# Accurate Pellet Advice .177



## 10gaOkie (Nov 1, 2009)

Trying to find the right pellet for my RS2 Beeman .177 springer and Hatsan 95 .177 Vortex. Shooting groups at 15 yds. So far, my only pellet that shows promise is an outdated pellet that is no longer made. I only have a limited supply of these so I am still searching for a pellet that is in current production. The one I get the tiny groups with is the old Benjamin HC. It has a head dia of .178 and a skirt dia of .189. Of course they are almost impossible to get my hands on them.
In current pellets I have tried Benjamin hollow point, Premier hollow point, Premier pointed, Winchester pointed, RWS superpoint, Air Arms field heavy domed.
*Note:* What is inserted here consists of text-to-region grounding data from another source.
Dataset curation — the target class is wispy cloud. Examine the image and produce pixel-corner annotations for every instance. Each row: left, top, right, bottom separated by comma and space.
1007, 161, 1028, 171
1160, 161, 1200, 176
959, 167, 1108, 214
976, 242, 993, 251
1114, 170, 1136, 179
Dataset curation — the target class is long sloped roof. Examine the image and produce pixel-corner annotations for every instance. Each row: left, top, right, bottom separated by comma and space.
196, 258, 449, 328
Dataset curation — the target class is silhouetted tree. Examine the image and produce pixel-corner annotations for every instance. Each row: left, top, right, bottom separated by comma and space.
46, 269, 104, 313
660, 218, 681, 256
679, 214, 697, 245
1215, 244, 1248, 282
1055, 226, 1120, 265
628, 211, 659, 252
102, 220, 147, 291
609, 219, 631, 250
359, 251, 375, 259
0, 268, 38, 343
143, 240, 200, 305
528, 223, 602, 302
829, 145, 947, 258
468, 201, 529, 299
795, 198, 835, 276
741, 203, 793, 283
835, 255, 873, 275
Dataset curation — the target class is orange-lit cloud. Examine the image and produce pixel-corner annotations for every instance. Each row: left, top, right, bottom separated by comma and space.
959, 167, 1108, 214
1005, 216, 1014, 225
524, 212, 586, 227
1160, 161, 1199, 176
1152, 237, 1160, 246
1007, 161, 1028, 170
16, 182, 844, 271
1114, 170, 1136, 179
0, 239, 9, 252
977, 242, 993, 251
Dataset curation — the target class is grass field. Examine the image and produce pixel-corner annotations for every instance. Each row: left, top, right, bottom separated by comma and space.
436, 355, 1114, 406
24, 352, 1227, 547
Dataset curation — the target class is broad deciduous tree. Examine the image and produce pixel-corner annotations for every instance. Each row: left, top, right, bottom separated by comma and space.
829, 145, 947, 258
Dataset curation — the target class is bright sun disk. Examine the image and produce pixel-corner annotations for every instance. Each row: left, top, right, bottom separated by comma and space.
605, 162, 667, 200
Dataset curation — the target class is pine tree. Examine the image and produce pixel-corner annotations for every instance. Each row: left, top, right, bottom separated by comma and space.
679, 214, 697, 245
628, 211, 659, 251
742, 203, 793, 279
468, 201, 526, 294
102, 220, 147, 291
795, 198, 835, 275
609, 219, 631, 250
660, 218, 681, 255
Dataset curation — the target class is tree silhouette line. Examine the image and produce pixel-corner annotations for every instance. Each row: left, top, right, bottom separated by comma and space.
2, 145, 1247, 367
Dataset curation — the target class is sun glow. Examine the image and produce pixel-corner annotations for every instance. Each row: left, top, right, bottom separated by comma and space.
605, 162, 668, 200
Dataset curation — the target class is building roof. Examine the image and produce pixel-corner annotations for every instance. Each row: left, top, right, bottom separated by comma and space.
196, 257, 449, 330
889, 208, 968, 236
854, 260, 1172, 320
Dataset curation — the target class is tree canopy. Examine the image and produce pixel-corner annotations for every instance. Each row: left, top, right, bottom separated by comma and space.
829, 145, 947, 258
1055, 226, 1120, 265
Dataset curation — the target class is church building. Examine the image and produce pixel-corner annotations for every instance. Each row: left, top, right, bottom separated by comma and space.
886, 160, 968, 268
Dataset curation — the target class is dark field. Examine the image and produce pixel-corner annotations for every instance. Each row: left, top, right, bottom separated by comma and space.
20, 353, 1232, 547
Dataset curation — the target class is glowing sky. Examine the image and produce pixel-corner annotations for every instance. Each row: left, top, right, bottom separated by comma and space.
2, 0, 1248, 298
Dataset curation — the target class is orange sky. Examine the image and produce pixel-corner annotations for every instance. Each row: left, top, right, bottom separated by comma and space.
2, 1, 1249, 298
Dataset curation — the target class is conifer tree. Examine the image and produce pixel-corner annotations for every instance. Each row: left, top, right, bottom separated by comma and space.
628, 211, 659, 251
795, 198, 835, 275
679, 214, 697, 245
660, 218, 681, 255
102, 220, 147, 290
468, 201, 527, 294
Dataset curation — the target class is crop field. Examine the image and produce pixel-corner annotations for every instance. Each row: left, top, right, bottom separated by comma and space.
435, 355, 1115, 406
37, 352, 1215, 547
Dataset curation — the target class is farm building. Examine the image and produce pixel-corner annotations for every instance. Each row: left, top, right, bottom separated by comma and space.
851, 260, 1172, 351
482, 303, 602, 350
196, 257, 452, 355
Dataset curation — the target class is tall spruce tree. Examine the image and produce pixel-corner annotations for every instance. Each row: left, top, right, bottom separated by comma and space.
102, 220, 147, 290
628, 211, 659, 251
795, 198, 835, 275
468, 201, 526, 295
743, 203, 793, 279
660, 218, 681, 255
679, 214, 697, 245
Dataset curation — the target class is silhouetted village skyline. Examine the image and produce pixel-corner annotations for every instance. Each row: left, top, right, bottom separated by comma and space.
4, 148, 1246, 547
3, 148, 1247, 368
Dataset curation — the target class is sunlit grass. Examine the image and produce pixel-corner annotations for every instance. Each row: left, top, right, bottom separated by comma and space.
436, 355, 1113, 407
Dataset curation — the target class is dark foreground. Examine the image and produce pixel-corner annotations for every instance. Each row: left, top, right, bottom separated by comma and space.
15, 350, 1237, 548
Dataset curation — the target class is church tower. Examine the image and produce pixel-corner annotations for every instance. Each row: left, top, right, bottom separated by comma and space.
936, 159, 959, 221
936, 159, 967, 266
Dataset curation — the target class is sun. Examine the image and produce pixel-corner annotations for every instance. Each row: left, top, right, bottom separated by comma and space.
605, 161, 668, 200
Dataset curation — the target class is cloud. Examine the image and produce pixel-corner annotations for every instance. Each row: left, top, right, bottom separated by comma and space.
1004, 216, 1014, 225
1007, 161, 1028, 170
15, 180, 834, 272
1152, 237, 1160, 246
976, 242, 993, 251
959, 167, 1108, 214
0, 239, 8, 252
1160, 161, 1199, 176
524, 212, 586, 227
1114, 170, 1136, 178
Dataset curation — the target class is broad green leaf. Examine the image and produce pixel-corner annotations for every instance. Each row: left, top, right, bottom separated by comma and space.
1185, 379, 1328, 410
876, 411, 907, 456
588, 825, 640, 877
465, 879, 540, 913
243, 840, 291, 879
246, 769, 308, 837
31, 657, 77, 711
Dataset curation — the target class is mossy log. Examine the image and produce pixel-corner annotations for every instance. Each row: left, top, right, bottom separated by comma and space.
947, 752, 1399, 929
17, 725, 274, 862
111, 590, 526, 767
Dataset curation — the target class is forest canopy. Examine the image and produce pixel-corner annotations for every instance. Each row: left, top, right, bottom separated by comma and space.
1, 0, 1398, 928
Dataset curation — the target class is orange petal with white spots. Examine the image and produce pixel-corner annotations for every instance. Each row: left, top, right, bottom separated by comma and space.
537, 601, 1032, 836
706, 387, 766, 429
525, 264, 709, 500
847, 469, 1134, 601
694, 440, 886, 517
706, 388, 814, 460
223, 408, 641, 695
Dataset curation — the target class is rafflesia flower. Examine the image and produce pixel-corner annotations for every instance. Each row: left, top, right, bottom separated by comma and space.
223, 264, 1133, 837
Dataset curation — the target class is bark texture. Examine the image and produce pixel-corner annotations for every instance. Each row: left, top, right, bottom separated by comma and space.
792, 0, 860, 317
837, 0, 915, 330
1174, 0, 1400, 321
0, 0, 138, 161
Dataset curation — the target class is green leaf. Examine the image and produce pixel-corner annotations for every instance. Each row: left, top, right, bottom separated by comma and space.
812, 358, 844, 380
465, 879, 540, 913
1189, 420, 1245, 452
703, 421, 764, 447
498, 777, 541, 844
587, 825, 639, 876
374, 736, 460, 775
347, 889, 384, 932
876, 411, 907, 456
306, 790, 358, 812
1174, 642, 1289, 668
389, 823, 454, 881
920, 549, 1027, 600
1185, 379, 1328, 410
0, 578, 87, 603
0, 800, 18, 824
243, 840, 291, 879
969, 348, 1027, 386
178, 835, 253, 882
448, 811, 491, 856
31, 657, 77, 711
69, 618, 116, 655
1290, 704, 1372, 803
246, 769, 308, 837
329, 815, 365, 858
None of these produced the tiny groups like the old Benjamin pellet. Any suggestions?

Chris


----------



## Plainsman (Jul 30, 2003)

I ordered a half dozen different pellets from Midway USA. I think I spent about $150 which was the same price as my new Beeman nitro piston (two barrels .177 and .22). Anyway, the H&N Sport Crow Magnum group best for me. I wasn't watching close enough and got two packages of heavy Rabbit Magnum pellets that are for pre charged air guns only. The skirt on the Crow Magnum I think are very consistent, because unlike the others it always takes the same pressure to seat the pellet.


----------